El bosque pirenaico traía un viento gélido en susurros y la luna apenas matizaba ascuas de luz entre las sombras proyectadas por los árboles. El paisaje era pues acorde a nuestros arrestos, y únicamente la comida, la compañía y el inquebrantable espíritu de Joan Grau, que dejaba pequeño su formidable físico, evitaban el derrumbe colectivo. Con todo, ni las viandas ni el tabaco traían a mandamiento el ánimo de alguno, y las lágrimas que barrían el rostro ennegrecido de Luisito Garzarán servían de refrendo a aquella situación harto calamitosa. Era el jacetano el eslabón más débil de nuestra cadena de dieciséis; un chico desmejorado hasta vestido de uniforme, enjuto y encorvado, que caminaba casi a saltos, morrilargo y de salud dudosa. Sólo su cabellera lucía siempre impecable. Si alguien lo contemplara apoyado a cuatro patas diría que descendía de un humano y un galgo.

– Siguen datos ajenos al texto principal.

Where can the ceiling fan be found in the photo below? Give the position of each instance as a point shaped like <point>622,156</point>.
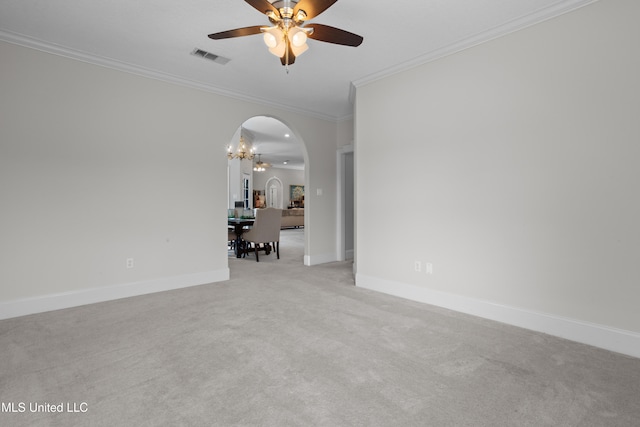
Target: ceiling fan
<point>287,37</point>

—¡Vamos, Luisito, no te me hundas ahora, coño!

La voz de Grau peinó nuestras cabezas hasta llegar al extremo donde Garzarán se deshacía en sollozos.

—¿Que no me hunda? Es el fin, Joan. ¿Qué vamos a hacer? Por no tener, no tenemos ni patria.

—Haremos lo mismo que hemos venido haciendo durante estos tres últimos años.

La determinación de Joan seguía intacta pese a todos los reveses, y lo legitimaba con sus palabras. Sin embargo, Garzarán lo miró con cara de animal abandonado.

—¿Sobrevivir?

—No —me adelanté a Grau—. Seguir luchando hasta el final.

Joan extendió el pulgar izquierdo hacia mí y le sonreí forzadamente. Nuestros respectivos gestos sirvieron para dejar claro al grupo que el fornido catalán estaba más convencido de mis palabras que yo mismo, pero sentía que debía decirlas, no tanto para evitar el hundimiento definitivo de Luisito como para intentar insuflar en mí el arrojo perdido.

—Si habéis acabado con el banquete, será mejor que reanudemos la marcha —propuso Grau minutos más tarde—. No conviene estar parados mucho rato, o nos quedaremos fríos.

Nadie abrió la boca, pero todos dimos por buena la iniciativa. Después de tanto tiempo sin mando, a ninguno nos parecía mal que alguien se apropiara de tal condición, así que recogimos lo poco que teníamos y comenzamos a caminar.